For everyone out there who's ever complained that no-one makes intelligent, thoughtful films any more, and that vapid, moronic visual treats such as Independence Day and Twister are rotting our minds and failing to nourish the adult within, here's one for you. Helmed solidly and entertainingly by Amadeus and One Flew Over The Cuckoo's Nest director Milos Forman, and raising enough real-life issues to turn the post-cinema pub conversation from "...and there's this great explosion" to something more intellectually stimulating, The People Vs Larry Flynt is more wry smiles and furrowed brows than sweaty palms and edge-of-seat excitement.

That said, it's often uncomfortable to sit through, giving centre stage to disease and disfigurement, both emotional and physical. Half the story of the rise of a porn empire and half the catalogue of Larry's subsequent courtroom battles, Flynt's narrative makes for two hours of people sitting in rooms wearing nasty late '70s/early '80s clothing. The second half of the film (the crippling attempt on Flynt's life, his years of constant pain, and his girlfriend Althea's decline from drug addict into "junkie AIDS bitch") gives us precious little to laugh about, but is never less than gripping - this despite, or perhaps because Larry comes across as one of the most obstinate, unpleasant, genuinely unlikeable gits the world has ever seen.

"I'm your dream client. I'm rich, and I'm always in trouble," says Flynt to his young, idealistic lawyer Alan Isaacman, summing up the various conflicts that push the story from fun-filled anti-establishment opening into much bleaker waters. You can guess how it goes: Larry and Jimmy start out as white-trash moonshine peddlers and end up as rich, well-dressed porn merchants. Larry starts out having fun running his strip club and ends up fat, disabled and with a terminally ill wife. The Hustler team starts out slagging off genteel Playboy's "How To Hook Up Your Quadrophonic Stereo" features and ends up hiding behind the US constitutional right to free speech. The problem is that the script comes to rely on contemporary court transcripts, and pure entertainment value recedes through the film's running time, to be replaced by weighty thoughtfulness. But this is a recurring problem with all real-life stories: by definition, the characters start off young and feisty and end up old and jaded (or dead).

One of Flynt's great strengths is its performances. In a cast of relative unknowns, Harrelson was bound to stand out - and he does, brilliantly. This is a dream role, beginning with the curly permed, rutting scallywag and ending with the foul-mouthed fat guy and his slurred voice and gold-plated wheelchair. Even better is Courtney Love as Althea, Larry's only true love. The ex-Mrs Cobain makes a thrilling entrance as an underage dancer, slinking her way through a truly filthy strip routine that reveals all the previous acts to be floppy-breasted, vacant-eyed no-marks, and at the same time highlights the by-the-numbers nonsense perpetrated by the hyper-buffed bods and flashy choreography of Striptease and Showgirls.

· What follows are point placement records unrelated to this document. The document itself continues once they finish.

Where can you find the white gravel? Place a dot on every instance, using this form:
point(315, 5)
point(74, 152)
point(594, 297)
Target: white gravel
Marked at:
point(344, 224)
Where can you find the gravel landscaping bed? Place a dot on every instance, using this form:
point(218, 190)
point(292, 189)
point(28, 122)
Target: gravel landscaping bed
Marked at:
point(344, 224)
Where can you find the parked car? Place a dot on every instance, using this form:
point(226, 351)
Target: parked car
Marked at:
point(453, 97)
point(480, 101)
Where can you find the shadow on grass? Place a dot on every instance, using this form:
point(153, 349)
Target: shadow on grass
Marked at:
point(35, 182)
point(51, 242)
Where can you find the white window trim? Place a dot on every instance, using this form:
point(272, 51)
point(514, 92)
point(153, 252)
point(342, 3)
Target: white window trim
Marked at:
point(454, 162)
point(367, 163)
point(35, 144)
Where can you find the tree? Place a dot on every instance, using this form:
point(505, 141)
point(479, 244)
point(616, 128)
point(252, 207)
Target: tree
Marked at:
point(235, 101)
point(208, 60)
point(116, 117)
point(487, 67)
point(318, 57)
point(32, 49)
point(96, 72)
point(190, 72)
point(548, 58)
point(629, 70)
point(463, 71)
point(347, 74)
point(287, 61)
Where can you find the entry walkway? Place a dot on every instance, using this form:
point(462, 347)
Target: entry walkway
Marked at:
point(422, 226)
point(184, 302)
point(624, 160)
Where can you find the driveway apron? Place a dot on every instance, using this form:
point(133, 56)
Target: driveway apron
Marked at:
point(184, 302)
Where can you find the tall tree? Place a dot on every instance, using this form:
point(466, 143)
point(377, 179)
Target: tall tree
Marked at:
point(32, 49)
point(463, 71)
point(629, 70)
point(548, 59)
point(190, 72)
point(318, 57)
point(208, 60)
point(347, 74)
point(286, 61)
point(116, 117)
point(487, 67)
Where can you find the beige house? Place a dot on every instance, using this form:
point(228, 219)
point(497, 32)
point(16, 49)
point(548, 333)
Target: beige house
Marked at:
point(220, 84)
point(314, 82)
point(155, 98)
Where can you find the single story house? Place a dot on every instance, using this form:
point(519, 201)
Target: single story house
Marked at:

Love acts the decline into drugs and illness with perfect believability - as well she ought.

Worthy and weighty without ever being boring, Flynt's cogs are oiled by a consistently funny script from the team responsible for that other lollopping, gets-nowhere-fast biopic, Ed Wood. The similarities between the two are many, not least that you can enjoy both without knowing all there is to know about their respective subjects, be he the director of Plan 9 From Outer Space or the publisher of a portfolio ranging from Asian Tail to Barely Legal. Which, in either case, is probably no bad thing.

Far more All The President's Men than Showgirls, Flynt sidesteps skin-flick visuals for an often painfully intense look at the madness of the American courtroom.